3- Les crédits de l'Institut français poursuivent leur baisse (- 3 %). Entre 2011 et 2017, les crédits totaux de l'Institut français ont diminué de 25 % et ses crédits d'intervention de 34 %. L'Institut français pourra-t-il, dans ces conditions, continuer à mener des actions dans la plupart des secteurs culturels, ou devra-t-il procéder à des choix ? Vos rapporteurs estiment que la double tutelle de l'Institut français justifierait désormais une contribution accrue au titre de la Mission « Culture » . Par ailleurs, les dotations pour opérations aux établissements à autonomie financière diminuent de près de 5 %. Enfin, la politique immobilière du ministère a conduit à céder plusieurs bâtiments symboliques de l'influence française. Vos rapporteurs souhaiteraient que puissent être évalués l'intérêt et la faisabilité d'accroître les pratiques commerciales au sein du réseau culturel (boutiques, restaurants, stratégies offensives de vente de cours de langue...), susceptibles de drainer non seulement des financements mais aussi de nouveaux publics .

4- Enfin, vos rapporteurs approuvent l'orientation dynamique de la politique de promotion du tourisme , dans un contexte économique préoccupant. Les financements devraient toutefois en être clarifiés , s'agissant notamment des annonces les plus récentes. Pour des raisons de sincérité budgétaire, il conviendrait que les financements supplémentaires alloués au tourisme apparaissent en projet de loi de finances.
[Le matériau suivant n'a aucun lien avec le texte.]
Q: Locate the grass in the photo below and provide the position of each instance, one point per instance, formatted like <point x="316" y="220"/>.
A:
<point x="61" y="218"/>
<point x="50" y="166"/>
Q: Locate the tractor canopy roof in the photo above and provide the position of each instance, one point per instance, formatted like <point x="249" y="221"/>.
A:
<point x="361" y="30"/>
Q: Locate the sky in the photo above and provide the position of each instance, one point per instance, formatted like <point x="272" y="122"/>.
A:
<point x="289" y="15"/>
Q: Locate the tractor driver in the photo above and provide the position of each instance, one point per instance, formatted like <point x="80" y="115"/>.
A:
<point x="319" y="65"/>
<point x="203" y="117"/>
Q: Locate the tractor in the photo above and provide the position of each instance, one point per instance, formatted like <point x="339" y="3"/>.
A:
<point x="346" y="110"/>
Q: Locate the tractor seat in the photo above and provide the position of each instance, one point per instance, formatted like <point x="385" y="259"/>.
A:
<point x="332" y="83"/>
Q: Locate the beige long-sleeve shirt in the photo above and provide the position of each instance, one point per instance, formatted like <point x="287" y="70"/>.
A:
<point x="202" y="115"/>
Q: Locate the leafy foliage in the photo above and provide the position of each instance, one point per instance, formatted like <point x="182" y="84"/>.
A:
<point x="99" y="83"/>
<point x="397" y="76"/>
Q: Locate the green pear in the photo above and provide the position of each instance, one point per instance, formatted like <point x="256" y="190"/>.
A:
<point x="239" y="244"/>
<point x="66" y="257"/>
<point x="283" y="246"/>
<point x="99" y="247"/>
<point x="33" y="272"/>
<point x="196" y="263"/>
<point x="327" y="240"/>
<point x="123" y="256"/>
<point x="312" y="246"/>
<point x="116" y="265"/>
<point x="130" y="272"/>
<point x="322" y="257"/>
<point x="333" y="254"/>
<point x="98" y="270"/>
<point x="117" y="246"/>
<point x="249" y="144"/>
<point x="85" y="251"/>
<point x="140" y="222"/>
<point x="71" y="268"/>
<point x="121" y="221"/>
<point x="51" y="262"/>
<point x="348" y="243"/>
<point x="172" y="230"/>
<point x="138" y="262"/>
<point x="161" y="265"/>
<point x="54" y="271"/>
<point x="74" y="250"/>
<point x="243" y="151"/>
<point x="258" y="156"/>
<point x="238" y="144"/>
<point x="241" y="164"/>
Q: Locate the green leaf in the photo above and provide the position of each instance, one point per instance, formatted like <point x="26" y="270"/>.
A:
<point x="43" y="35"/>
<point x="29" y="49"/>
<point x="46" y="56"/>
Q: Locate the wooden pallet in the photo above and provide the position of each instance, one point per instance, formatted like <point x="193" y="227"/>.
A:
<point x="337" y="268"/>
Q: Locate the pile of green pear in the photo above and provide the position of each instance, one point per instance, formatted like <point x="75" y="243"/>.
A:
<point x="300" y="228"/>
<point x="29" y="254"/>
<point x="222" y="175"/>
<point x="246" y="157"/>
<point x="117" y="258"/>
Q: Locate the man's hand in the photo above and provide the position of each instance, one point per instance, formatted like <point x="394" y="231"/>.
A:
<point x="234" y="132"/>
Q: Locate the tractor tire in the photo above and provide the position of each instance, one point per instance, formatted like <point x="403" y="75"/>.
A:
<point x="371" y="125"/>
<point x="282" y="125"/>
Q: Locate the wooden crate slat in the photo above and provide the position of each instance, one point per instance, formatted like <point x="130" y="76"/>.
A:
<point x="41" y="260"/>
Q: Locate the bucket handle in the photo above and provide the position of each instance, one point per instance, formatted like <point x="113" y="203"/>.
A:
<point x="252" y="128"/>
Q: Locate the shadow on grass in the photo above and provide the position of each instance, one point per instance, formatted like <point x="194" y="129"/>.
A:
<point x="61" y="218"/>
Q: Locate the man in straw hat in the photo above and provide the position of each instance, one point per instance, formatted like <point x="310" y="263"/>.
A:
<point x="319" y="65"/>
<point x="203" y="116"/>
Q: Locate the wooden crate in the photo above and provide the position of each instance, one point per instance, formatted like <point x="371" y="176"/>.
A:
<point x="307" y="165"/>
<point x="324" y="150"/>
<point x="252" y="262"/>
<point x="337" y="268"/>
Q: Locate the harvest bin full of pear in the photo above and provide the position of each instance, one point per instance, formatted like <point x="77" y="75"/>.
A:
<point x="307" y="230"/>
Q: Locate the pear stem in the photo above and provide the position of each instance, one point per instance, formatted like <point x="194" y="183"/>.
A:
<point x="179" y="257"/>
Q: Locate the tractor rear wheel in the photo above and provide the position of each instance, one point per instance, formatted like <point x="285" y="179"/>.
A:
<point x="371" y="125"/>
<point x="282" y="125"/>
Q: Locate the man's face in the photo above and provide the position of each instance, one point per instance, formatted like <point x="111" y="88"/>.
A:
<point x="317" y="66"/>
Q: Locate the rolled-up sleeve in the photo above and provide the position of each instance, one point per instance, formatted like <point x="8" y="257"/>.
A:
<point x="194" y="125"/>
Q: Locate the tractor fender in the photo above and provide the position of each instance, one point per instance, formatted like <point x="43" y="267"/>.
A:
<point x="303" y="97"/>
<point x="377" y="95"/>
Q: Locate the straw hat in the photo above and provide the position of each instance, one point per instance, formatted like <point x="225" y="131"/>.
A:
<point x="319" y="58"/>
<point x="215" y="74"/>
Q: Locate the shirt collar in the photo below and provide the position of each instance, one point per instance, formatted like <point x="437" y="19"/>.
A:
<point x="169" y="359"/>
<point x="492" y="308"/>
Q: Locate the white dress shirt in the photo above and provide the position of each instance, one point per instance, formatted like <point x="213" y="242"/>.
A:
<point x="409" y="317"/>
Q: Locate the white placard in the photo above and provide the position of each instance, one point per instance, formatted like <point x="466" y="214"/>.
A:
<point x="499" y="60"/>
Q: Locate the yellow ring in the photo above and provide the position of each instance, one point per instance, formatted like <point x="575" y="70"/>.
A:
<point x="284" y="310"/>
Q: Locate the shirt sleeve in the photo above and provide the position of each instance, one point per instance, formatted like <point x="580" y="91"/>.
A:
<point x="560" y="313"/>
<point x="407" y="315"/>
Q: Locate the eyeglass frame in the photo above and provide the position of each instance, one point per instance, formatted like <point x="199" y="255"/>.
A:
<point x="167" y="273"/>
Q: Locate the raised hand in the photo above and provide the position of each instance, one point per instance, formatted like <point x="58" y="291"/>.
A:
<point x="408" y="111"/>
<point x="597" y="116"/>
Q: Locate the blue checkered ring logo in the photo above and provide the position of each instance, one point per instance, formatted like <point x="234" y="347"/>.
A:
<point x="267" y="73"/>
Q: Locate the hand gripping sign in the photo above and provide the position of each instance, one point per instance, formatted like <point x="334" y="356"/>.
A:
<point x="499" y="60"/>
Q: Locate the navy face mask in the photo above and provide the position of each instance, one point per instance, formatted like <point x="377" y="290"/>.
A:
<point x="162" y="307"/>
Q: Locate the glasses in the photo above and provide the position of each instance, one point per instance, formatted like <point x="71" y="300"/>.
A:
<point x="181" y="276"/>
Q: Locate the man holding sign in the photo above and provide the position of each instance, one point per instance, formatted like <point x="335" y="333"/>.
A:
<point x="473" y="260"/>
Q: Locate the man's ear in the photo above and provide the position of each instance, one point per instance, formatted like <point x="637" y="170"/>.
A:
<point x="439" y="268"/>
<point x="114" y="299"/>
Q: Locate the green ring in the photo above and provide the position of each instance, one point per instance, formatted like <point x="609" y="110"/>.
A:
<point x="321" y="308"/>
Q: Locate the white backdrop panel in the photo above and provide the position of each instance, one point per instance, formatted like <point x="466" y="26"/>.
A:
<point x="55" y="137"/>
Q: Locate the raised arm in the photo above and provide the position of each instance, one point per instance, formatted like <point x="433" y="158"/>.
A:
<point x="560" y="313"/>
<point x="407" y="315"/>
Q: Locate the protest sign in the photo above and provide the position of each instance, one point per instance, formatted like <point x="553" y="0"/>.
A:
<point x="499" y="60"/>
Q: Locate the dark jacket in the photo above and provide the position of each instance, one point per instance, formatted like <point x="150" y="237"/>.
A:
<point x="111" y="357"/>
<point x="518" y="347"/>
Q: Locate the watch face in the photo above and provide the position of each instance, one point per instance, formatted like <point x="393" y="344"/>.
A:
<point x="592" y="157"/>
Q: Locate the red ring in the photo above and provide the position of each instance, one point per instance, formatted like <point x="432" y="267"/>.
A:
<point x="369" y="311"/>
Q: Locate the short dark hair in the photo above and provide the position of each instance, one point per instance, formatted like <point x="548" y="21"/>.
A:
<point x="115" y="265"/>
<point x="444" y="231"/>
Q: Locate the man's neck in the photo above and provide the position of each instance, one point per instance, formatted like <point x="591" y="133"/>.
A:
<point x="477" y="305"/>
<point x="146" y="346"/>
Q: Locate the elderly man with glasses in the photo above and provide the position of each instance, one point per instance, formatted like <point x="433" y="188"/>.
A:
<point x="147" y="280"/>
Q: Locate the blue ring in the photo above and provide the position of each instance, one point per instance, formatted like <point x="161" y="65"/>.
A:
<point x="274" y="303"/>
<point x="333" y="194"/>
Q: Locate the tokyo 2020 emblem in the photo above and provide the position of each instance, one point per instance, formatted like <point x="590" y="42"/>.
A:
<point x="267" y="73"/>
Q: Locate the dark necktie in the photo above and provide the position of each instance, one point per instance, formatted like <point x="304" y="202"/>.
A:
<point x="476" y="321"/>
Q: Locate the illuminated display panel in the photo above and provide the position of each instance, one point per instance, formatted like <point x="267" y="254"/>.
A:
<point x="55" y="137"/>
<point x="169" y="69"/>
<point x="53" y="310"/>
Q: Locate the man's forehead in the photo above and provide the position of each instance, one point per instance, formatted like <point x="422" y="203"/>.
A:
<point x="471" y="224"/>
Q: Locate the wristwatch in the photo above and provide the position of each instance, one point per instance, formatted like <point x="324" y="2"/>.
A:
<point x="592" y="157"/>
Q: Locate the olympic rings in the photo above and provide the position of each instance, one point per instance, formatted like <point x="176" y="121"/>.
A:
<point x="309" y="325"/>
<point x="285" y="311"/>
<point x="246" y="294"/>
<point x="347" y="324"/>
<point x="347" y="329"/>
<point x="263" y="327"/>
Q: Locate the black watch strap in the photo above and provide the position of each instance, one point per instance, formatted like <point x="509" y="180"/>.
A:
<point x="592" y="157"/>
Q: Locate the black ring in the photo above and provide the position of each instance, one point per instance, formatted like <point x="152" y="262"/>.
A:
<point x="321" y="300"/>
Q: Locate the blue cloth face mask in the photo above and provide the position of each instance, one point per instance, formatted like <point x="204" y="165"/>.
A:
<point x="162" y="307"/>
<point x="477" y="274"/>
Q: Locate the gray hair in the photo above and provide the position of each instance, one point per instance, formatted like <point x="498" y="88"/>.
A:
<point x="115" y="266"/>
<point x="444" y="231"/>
La France a inventé la diplomatie culturelle au cours du dix-neuvième siècle. Toutes les grandes puissances ont aujourd'hui compris l'importance du champ de l'influence culturelle , dans un monde marqué par une compétition économique intense, et une concurrence entre valeurs non moins aiguë. Dans ce contexte, vos rapporteurs estiment que la diplomatie culturelle doit demeurer une priorité forte et qu'elle doit conserver sa spécificité , au-delà de ses synergies utiles avec la diplomatie économique.

Sous le bénéfice de ces observations, vos rapporteurs pour avis ont souhaité émettre un avis défavorable sur les crédits inscrits dans le PLF 2017 pour le programme 185.

À l'issue de sa réunion du mercredi 16 novembre 2016, la commission des affaires étrangères, de la défense et des forces armées a donné un avis favorable à l'adoption des crédits de la mission « Action extérieure de l'Etat », M. Jacques Legendre ainsi que les membres du groupe communiste, républicain et citoyen votant contre et M. Gaëtan Gorce s'abstenant.